One concern we have heard multiple times is that the example previously titled “threats to validity” in Category 1, Clearly Stated Claims is not useful. The given reason is that “threats to validity” sections in software engineering papers often mention threats of little significance while ignoring real threats. This is unfortunate, but does not eliminate the need to clearly scope claims, highlighting important limitations. For science to progress, we need to be honest about what we have achieved. Papers often make, or imply, overly strong claims. One way this is done is to ignore important limitations. But doing so discourages or undervalues subsequent work that overcomes those limitations because that progress is not appreciated. Progress comes in steps, rarely in leaps, and we need those steps to be solid and clearly defined.

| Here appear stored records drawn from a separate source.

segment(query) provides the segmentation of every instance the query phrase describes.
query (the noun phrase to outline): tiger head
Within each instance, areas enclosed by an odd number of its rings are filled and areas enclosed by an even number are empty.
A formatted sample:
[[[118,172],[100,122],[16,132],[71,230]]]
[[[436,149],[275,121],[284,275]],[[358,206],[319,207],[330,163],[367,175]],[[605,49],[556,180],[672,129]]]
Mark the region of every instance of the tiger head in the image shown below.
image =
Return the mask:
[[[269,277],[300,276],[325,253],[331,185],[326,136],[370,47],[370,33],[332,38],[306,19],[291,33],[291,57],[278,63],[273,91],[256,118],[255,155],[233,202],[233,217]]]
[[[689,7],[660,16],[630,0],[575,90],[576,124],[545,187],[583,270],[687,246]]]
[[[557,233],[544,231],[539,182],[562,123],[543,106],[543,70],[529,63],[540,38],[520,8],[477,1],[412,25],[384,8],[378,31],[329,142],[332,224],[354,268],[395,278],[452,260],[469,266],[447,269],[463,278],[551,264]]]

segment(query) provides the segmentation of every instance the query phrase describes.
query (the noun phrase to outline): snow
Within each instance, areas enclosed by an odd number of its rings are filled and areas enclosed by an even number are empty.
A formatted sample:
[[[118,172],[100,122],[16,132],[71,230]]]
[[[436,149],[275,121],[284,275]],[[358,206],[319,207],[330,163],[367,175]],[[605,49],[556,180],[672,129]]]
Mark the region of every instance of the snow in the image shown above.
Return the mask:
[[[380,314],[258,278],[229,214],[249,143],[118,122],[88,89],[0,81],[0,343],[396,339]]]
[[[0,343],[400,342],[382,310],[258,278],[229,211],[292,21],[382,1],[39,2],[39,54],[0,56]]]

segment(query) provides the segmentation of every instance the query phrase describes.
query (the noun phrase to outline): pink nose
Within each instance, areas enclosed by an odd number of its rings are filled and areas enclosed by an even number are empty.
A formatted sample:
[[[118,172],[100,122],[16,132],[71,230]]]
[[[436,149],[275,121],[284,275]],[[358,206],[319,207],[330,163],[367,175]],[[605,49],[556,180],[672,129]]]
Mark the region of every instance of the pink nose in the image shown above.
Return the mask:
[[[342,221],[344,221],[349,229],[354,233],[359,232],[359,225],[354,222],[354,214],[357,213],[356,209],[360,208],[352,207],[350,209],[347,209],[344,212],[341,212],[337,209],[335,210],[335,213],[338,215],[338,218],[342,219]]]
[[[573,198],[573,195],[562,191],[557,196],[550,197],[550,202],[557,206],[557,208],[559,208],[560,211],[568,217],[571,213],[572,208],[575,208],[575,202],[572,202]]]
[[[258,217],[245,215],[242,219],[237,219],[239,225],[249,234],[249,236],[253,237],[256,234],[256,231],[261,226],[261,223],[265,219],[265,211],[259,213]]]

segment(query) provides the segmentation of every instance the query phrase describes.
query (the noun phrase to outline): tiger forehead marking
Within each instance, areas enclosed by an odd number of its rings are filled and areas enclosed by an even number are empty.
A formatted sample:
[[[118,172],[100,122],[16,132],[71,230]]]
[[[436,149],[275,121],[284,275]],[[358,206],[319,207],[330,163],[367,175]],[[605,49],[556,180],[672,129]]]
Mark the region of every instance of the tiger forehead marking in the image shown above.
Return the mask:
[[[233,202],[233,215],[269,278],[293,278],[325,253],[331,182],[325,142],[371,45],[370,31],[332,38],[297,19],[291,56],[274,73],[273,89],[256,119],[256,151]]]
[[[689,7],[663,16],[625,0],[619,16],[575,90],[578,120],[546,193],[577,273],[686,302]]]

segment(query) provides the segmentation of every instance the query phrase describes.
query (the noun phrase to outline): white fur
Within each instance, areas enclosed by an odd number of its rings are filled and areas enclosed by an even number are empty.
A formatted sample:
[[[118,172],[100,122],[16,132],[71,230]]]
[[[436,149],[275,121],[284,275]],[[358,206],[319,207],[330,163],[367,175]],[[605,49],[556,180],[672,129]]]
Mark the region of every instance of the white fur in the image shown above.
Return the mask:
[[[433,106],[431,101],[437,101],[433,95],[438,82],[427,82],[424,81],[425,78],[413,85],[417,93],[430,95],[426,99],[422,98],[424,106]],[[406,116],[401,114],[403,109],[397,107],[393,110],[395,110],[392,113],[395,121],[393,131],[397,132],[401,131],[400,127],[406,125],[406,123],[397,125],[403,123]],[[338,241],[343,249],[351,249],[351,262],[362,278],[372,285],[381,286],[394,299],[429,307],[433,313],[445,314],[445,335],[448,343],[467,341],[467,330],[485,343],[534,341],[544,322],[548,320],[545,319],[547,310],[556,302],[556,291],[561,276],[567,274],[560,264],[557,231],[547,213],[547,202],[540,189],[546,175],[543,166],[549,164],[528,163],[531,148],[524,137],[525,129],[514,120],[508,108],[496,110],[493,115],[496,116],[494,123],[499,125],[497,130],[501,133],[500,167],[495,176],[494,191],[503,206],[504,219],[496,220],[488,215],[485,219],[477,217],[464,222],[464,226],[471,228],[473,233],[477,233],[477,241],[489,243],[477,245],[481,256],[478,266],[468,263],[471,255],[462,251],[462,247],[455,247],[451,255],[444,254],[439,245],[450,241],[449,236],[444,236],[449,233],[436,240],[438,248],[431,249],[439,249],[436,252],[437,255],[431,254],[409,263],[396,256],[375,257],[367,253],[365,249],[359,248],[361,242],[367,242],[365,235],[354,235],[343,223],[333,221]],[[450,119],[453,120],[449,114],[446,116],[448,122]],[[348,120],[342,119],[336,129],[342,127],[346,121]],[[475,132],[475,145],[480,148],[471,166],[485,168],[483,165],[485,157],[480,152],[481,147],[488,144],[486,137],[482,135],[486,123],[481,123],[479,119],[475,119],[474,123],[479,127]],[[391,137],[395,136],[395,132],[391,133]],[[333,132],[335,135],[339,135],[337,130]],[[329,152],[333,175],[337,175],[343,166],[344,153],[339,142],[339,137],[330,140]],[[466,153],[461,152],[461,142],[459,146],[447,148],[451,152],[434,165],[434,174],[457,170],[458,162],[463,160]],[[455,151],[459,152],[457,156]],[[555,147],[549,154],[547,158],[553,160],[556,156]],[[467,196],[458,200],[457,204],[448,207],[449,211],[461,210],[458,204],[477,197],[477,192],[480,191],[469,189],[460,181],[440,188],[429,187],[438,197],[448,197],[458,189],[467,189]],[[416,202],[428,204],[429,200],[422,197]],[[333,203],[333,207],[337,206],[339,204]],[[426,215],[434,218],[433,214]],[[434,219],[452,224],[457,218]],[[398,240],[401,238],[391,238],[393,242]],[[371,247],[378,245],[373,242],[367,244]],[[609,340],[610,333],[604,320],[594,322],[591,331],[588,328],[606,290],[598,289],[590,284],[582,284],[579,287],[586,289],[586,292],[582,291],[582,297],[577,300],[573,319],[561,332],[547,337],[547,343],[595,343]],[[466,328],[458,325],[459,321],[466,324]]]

Another concern is that our recommendation (under the category Principled Benchmark Choice) that standard benchmark suites are to be preferred, when available and appropriate, might lead to work that overfits to that benchmark. While this is a problem in theory, and is well known from the machine learning community, our experience is that PL work more often has the opposite problem. Papers we looked at often subset a benchmark, or cherry-picked particular programs. Doing so calls results into question generally, and makes it hard to compare related systems across papers. We make progress more clearly when we can measure it. Good benchmark suites are important, since only with them can we make generalizable progress. Developing them is something that our community should encourage.
PL research sometimes involves user studies, and these are different in character than, say, work that evaluates a new compiler optimization or test generation strategy. Because user studies are currently relatively infrequent in the papers we examined, we have not included them among the category examples. It may be that new, different examples are required for such studies, or that the present checklist will evolve to contain examples drawn from user studies. Nonetheless, the seven category items are broadly applicable and should be useful to authors of any empirical evaluation for a SIGPLAN conference.
Artifact evaluation typically occurs after reviewing a paper, to check that the claims and evidence given in the paper match reality, in the artifact. The checklist is meant to be used by reviewers while judging the paper, and by authors when carrying out their research and writing their paper.
Our manifesto is: Usage should determine content. We welcome feedback from users of the checklist to indicate how frequently they use certain checklist items or how often papers reviewed adhere to them. We also welcome feedback pointing to papers that motivate the inclusion of new items. As the community increasingly adheres to the guidelines present in the checklist, the need for their inclusion may diminish. We also welcome feedback on presentation: please share points of confusion about individual items, so we can improve descriptions or organization.